I'm a big fan. Have invested in over 100 companies through FundersClub/Wefunder/Angel.co over the last 4 yrs. Most of them YC companies. Startup investing is a long game, don't really expect meaningful returns until the 7 to 10 yr timeframe. Have backed off a bit recently with a need for more liquidity (kids entering college in the next few years).
Not the parent, but open source seems like a terrible investment if you expect a return, but I think we definitely need to figure out how to fund open source, given how much benefit it brings to our industry.
I would be super interested in a Kickstarter for open source, though I wonder if it would suffer from the same issues that Kickstarter itself suffers from (lots of ambitious projects, most not being delivered on time).
> I would be super interested in a Kickstarter for open source, though I wonder if it would suffer from the same issues that Kickstarter itself suffers from (lots of ambitious projects, most not being delivered on time).
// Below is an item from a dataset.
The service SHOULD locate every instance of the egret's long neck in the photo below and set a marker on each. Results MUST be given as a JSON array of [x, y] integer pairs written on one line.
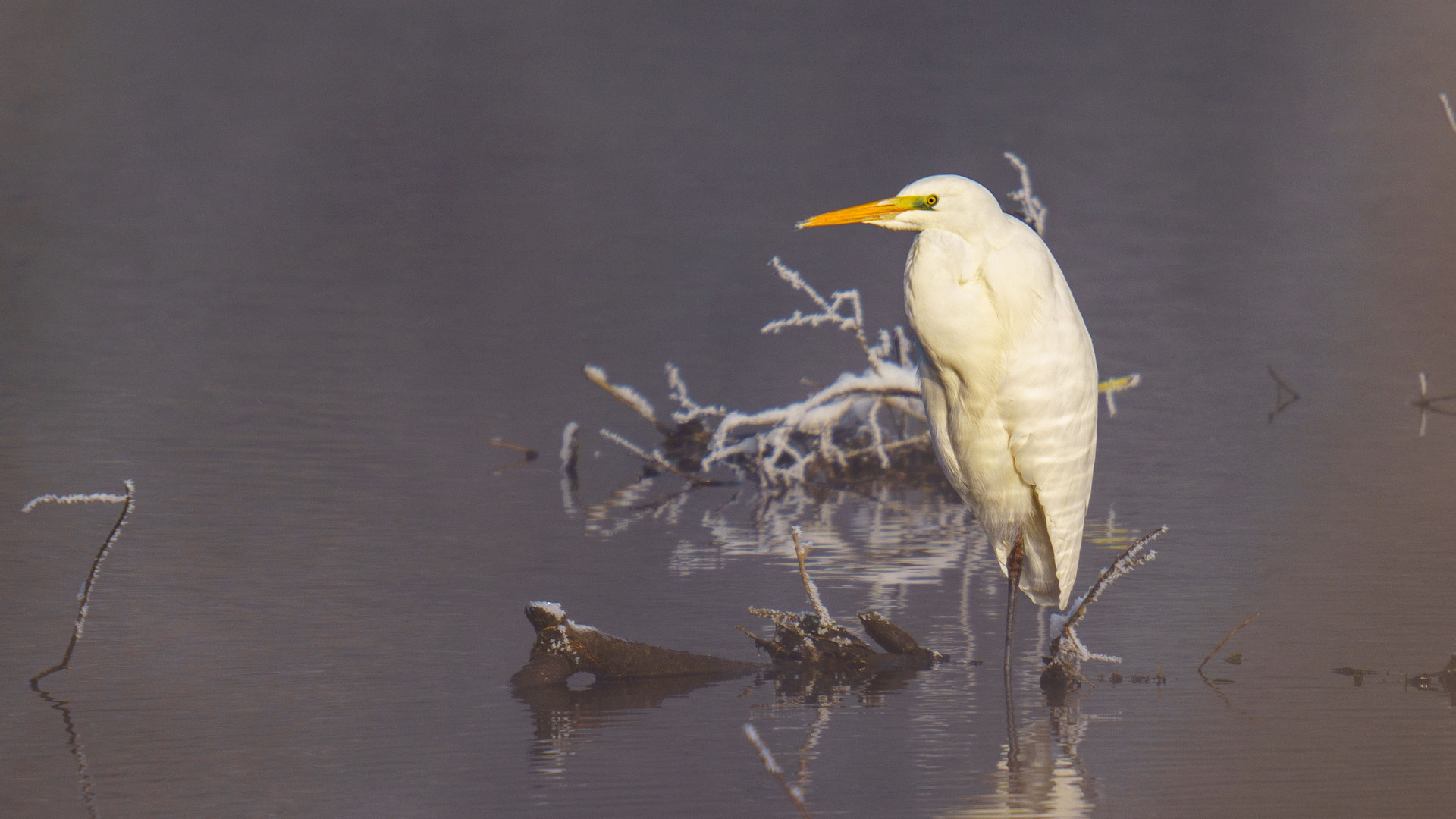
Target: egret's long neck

I signed up for your site already, I'm interested in seeing where this goes. I'm particularly interested in funding libraries, rather than finished products.
Kickstarter still does fine, despite this problem, but it has lead to people using Kickstarter as the final fundraising for manufacturing, which doesn't make a tonne of sense for software.
One option is a milestone-based system where the project author splits the work up into various chunks, and the funding gets released as they are done (as voted on by contributors within a few days of completion?) where if things start diverging too much from expectations the funding stops?
One thin that may be interesting besides developer-driven proposals, but community-driven requests. Sort of how bounties exist already, but potentially on a different scale. People could put their money where their mouth is and pre-commit to their dream open source self-hosted whatever. Maybe even pre-committing money to specific features.
Something like Patreon could exist for software people if people want to fund a maintainer, though that's less clear.
Thanks for signing up! You've raised more questions than I can answer but it gives things to think about.
I've thought about the milestone system (it was the first thing that came to my mind) but do consensus based software have unchanging requirements? More importantly how is consensus reached? I think that for smaller scope like libraries or plug-ins it makes sense where there is one clear purpose. ex) write a scraper plugin that returns data.
Community driven requests would most likely be function or feature requests. It's exactly how you've described where you can put up a bounty for specific features where a developer will come along and implement it. If it's not worth their time (amount of work is far more than the money raised) than a few things could happen:
- another developer could do it for the purpose of building a portfolio or gathering resumes etc.
- the requester/backer can advertise it to his peers or companies, if it gets enough backing it would entice more developers to work on it.
Finally, the Patreon model where a lone dev or a team will work on maintaining an open source project on an ongoing basis.
It gets me super excited just thinking about the possibilities but I'm grossly overlooking the pitfalls and challenges of bringing people together in the first place.
I'm going to do some brainstorming and maybe lay it out in a blog post this weekend.